Für eine wirksame Behandlung der Läsionen ist eine frühzeitige Erkennung erforderlich. Als Eltern ist es daher wichtig, die Symptome sowie die Präventionsoptionen zu kennen.

Das sind die drei Typen der Skoliose

1. Vererbte oder erworbene Skoliose

Skoliose, auch als schiefe Wirbelsäule bekannt, kann ein Symptom für eine angeborene Krankheit oder Störung sein. In diesem Fall handelt es sich um strukturelle Skoliose.

2. Funktionelle Skoliose

Sie tritt normalerweise als Folge eines sitzenden Lebensstils oder des ganztägigen Lernens auf. Sie kann aber auch durch psychische Probleme, eine sanfte Haltung aufgrund von Schmerzen und die Kompensation von Unterschieden in der Länge der Gliedmaßen verursacht werden. Diese Art der Skoliose tritt normalerweise bei Mädchen in der Pubertät auf.


3. Idiopathische Skoliose

Dieser Typ ist von unbekannter Herkunft. Sie ist teilweise gekennzeichnet durch genetische Veranlagung, abnormales Wachstum und Bindegewebsanomalien. Diese Form der Skoliose tritt auch häufiger bei Mädchen auf und kann je nach Typ vor dem dritten Lebensjahr, zwischen dem dritten und zehnten Lebensjahr oder während der Pubertät auftreten.

Symptome & Erkennung: Darauf sollten Sie achten

Besonders wichtig ist auch die Rolle des Kinderarztes, der Krankenschwester, des Kindergartens und der Schulbetreuer bei der Früherkennung von Läsionen.

Als Eltern lohnt es sich, jeden Monat zu Hause die Haltung und das Gehen des Kindes zu überprüfen. Schrittweise Untersuchung des Rückens des Kindes, damit Sie leicht kleine Unterschiede erkennen können: Als ersten Schritt beugt sich das Kind vor und der Elternteil zieht seine Hand über die Wirbelsäule des Kindes: Erkennen, sehen oder fühlen Sie Veränderungen?

Sollte sich auch eine Schulter von der Ebene des Rückens abheben, wenn Sie nach vorne oder in stehender Position stehen? Prüfen Sie, ob die Schultern im Stehen aufrecht und auf gleicher Höhe sind. Dies kann ein Warnzeichen sein, wenn die durch Taille, Hüfte und Arme definierte Kurve (Rumpf-Arm-Dreieck) stärker ausgeprägt und auf einer Seite größer ist.

In vielen Fällen können anhaltende Rückenschmerzen, Vernachlässigung und verminderte körperliche Leistungsfähigkeit auch auf eine Wirbelkörperverzerrung hinweisen.
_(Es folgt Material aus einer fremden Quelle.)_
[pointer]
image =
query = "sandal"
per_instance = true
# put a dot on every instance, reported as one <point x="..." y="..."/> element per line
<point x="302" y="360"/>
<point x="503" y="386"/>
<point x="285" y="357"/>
Das können Sie präventiv gegen Skoliose tun

Die strukturelle Skoliose erfordert eine regelmäßige orthopädische Behandlung. Das kann Physiotherapie, Korsett oder in schwereren Fällen eine Operation sein. Daher können wir über Prävention bei funktioneller Skoliose sprechen. Funktionelle Skoliose ist besonders anfällig für einen sitzenden Lebensstil.
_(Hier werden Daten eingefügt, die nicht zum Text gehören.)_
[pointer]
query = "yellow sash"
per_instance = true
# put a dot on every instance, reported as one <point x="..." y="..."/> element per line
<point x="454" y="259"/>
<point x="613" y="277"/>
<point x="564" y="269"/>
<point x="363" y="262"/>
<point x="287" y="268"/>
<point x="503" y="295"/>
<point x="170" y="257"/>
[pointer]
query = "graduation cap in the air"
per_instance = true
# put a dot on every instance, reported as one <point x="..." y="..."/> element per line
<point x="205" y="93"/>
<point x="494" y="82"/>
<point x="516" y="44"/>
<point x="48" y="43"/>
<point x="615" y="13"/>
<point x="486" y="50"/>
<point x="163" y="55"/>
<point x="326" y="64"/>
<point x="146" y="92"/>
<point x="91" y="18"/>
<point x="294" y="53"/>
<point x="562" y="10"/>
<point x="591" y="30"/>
Wenn Sie lange Zeit an Ihrem Schreibtisch und am Computer arbeiten oder vor dem Fernseher sitzen, wird das Gleichgewicht zwischen passiven (Knochen, Gelenk) und aktiven (Muskeln) Elementen der Wirbelsäule auf lange Sicht unterbrochen.
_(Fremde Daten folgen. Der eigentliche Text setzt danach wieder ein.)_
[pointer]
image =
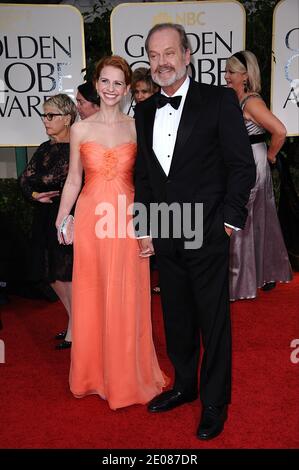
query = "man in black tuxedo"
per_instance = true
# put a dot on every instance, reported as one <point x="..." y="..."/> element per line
<point x="192" y="148"/>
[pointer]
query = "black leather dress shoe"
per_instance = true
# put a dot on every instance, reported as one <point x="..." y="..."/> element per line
<point x="169" y="400"/>
<point x="212" y="422"/>
<point x="61" y="334"/>
<point x="269" y="286"/>
<point x="64" y="345"/>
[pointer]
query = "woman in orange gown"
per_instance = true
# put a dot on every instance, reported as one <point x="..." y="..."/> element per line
<point x="113" y="353"/>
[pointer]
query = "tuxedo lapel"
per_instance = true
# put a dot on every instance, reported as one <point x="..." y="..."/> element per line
<point x="190" y="115"/>
<point x="149" y="119"/>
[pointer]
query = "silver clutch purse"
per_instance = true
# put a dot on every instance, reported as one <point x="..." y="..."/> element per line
<point x="66" y="230"/>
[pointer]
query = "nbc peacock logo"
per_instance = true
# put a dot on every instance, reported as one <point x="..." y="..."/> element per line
<point x="186" y="18"/>
<point x="162" y="17"/>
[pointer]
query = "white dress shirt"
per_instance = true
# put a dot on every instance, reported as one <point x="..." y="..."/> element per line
<point x="166" y="126"/>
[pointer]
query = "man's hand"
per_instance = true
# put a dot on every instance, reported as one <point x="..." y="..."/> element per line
<point x="146" y="247"/>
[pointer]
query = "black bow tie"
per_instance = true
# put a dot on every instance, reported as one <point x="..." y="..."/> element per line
<point x="162" y="100"/>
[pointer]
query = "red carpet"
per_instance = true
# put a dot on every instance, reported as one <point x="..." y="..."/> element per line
<point x="38" y="410"/>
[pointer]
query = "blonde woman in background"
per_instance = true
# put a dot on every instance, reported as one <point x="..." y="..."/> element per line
<point x="258" y="256"/>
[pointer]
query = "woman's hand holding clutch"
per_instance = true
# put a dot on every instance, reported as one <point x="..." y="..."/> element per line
<point x="65" y="230"/>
Daher spielen regelmäßige Bewegung und Stärkung der Rückenmuskulatur eine wichtige Rolle bei der Prävention. Es lohnt sich, regelmäßig Sport in der Klasse zu treiben. Wählen Sie eine Sportart, die Ihr Kind gerne spielt. Schwimmen ist die beste Option zur Stärkung Ihrer Rückenmuskulatur.

Wenn Sie sich für eine asymmetrische Sportart wie Tennis entscheiden, die normalerweise Ihre Muskeln auf einer Seite stärkt, möchten Sie Ihren Sport möglicherweise durch Schwimmen ergänzen, um die Muskelkraft auszugleichen. Die Aufrechterhaltung einer altersgerechten Fitness und eines altersgerechten Körpergewichts kann eine funktionelle Demenz der Wirbelsäule verringern.

Dieser Artikel dient nur der allgemeinen Information, nicht der Selbstdiagnose, und ersetzt den Arztbesuch nicht. Er spiegelt die Meinung des Autors und nicht zwangsläufig die der jameda GmbH wider.